Sur Mars, chaque particule
de poussière et de sable subit une attraction gravitationnelle
trois fois moindre que sur Terre. Cette différence modifie
radicalement les propriétés mécaniques du sol : sa limite
d’élasticité, sa résistance au cisaillement, sa capacité à
supporter le poids d’un rover.

rovers nasa. mars
Photographie prise par le rover Spirit de son atterrisseur sur la
surface de Mars le 18/19 janvier 2004 (Spirit sol 16). Crédits :
NASA/JPLDes
simulations révélatrices

Travaillant sur la mission
VIPER (aujourd’hui annulée), l’équipe a utilisé Project Chrono, un
simulateur de physique open source.
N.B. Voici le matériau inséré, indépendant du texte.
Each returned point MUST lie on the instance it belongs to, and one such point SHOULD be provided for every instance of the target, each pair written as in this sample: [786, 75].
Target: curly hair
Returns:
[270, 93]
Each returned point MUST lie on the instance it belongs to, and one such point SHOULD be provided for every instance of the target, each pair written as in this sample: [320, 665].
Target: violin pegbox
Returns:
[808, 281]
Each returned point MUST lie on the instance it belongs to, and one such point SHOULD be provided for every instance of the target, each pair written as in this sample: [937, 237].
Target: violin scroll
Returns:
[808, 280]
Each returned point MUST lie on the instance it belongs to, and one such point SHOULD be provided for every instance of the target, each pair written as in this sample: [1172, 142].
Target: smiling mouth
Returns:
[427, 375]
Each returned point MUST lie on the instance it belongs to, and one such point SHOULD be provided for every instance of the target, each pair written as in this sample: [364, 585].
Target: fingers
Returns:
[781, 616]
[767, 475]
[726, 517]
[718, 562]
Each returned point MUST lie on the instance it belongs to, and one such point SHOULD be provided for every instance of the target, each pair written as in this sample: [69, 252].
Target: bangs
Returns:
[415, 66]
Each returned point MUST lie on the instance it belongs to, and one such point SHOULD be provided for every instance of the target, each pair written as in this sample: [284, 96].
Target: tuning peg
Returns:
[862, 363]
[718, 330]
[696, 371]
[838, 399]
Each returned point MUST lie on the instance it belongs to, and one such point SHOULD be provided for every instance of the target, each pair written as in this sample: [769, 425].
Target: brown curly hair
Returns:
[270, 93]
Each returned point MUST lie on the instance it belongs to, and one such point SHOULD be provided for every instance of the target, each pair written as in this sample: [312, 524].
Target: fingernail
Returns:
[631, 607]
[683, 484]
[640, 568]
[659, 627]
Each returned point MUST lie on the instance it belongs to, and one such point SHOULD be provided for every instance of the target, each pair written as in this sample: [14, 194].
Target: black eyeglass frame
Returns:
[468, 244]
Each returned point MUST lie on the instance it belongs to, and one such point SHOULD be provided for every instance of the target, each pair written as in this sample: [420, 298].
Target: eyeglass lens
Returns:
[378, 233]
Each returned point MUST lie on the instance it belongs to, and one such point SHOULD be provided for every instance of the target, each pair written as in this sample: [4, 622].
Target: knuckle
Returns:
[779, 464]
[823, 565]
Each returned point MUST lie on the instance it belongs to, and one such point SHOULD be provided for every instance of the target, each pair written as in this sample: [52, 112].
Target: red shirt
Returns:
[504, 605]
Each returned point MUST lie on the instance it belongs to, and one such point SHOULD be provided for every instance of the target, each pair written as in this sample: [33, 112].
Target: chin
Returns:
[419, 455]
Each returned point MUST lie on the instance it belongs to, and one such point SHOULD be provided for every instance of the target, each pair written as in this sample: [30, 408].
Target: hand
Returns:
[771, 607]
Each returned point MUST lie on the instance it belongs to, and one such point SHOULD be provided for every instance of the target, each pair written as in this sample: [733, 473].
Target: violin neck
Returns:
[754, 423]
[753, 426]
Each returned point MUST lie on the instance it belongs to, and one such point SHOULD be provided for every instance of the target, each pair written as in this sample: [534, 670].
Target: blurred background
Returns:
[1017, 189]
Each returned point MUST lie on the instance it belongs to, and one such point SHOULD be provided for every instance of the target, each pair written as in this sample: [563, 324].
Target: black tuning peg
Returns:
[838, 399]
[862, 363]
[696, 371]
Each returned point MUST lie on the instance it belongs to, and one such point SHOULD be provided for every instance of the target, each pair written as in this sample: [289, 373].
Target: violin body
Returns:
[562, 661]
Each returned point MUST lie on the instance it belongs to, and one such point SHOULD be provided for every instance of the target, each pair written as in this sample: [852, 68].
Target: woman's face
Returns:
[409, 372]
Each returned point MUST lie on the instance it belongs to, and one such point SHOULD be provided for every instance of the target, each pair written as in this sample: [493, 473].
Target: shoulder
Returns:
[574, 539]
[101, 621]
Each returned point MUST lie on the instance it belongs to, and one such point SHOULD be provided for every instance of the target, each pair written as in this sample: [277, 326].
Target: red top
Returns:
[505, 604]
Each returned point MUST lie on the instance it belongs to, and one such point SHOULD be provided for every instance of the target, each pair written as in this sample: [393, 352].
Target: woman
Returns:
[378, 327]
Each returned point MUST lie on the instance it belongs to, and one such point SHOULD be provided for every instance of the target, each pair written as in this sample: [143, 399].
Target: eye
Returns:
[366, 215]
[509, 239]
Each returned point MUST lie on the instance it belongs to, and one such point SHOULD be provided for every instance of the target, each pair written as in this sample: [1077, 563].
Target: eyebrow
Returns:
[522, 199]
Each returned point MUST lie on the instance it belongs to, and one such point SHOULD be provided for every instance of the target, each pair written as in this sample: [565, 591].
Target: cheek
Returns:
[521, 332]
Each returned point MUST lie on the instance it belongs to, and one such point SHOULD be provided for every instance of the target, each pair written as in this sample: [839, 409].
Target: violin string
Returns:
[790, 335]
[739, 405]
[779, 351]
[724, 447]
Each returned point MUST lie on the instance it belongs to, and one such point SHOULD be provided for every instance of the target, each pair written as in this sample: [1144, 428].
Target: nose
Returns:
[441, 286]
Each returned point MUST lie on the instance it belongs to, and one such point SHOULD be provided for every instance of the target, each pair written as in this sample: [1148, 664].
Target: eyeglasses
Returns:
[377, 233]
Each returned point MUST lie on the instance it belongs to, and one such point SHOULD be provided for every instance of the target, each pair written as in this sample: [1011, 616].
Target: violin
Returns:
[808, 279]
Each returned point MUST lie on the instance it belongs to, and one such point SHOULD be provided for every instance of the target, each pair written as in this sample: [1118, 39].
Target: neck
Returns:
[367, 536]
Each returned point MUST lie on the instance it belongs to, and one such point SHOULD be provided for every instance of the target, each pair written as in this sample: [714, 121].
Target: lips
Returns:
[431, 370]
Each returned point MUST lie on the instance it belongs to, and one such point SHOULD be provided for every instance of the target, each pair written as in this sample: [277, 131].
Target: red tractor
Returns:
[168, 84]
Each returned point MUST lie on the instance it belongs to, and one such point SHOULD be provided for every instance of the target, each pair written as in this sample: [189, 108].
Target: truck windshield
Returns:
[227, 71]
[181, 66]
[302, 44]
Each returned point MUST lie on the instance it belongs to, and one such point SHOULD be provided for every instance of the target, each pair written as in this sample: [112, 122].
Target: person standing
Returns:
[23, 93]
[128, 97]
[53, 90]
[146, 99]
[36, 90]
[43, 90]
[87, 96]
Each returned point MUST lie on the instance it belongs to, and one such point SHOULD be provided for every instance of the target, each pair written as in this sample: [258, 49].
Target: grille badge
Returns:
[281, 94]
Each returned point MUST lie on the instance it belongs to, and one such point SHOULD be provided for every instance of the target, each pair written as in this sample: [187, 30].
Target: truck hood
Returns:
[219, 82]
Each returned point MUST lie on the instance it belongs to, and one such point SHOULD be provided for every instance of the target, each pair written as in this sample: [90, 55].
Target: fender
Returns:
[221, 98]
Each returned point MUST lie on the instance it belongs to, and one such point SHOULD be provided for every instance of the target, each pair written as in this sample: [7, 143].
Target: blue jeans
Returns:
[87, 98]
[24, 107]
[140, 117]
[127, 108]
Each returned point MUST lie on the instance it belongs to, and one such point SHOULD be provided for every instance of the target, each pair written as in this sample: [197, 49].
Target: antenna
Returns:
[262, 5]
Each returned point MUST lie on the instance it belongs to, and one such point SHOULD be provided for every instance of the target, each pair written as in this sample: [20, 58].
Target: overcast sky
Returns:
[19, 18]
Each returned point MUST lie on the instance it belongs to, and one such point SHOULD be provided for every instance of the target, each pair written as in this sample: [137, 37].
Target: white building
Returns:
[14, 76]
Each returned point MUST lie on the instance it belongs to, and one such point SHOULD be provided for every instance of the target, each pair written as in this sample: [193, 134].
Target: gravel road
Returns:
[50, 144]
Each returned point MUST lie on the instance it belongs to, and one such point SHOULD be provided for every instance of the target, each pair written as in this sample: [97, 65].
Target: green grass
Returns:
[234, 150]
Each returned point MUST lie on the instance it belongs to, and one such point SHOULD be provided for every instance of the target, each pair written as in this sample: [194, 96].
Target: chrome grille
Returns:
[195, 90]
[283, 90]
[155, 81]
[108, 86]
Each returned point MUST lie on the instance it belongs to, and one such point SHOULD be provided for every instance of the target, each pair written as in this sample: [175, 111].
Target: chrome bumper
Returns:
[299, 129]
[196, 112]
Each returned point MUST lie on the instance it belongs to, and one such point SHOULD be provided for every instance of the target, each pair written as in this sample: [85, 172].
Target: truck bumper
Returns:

Les résultats ont révélé des
écarts significatifs entre les performances prévues lors des tests
terrestres et celles simulées dans des conditions lunaires
réalistes.

Ces simulations ont
également mis en évidence que les tests sur roues individuelles
fournissent des données plus fiables que ceux sur rovers complets,
et que la réduction de masse des prototypes pourrait même être
superflue dans certains cas.

« Le véhicule
nominal a produit les mêmes courbes de glissement en fonction de la
pente sur la Lune et sur Terre« , note l’étude, suggérant
que conserver la géométrie originale du rover pourrait être plus
pertinent que modifier sa masse.

Une
révolution méthodologique nécessaire

Cette découverte impose
une refonte complète des protocoles de test. Les futures missions
devront s’appuyer massivement sur des modèles de terramécanique
intégrant la physique des environnements à gravité réduite, plutôt
que sur des analogies terrestres approximatives.

L’enjeu dépasse la simple
amélioration des performances : chaque échec de mission représente
des centaines de millions d’euros perdus et des années de recherche
anéanties. Plus fondamentalement, ces erreurs ralentissent notre
compréhension scientifique du système solaire.

Vers une
nouvelle ère d’exploration

« Il existe
certains types d’applications pertinentes pour la NASA et
l’exploration planétaire que notre simulateur peut résoudre,
contrairement aux outils des grandes entreprises
technologiques« , souligne Negrut avec enthousiasme.

Cette révélation arrive à
un moment crucial, alors que l’exploration spatiale s’intensifie
avec les programmes Artemis, les missions martiennes chinoises et
les projets d’exploration des lunes de Jupiter et Saturne. Corriger
cette erreur fondamentale pourrait considérablement améliorer les
taux de succès des futures missions et accélérer notre expansion
dans le système solaire.

La leçon est claire :
explorer d’autres mondes exige de repenser entièrement notre
relation à la physique, même la plus élémentaire.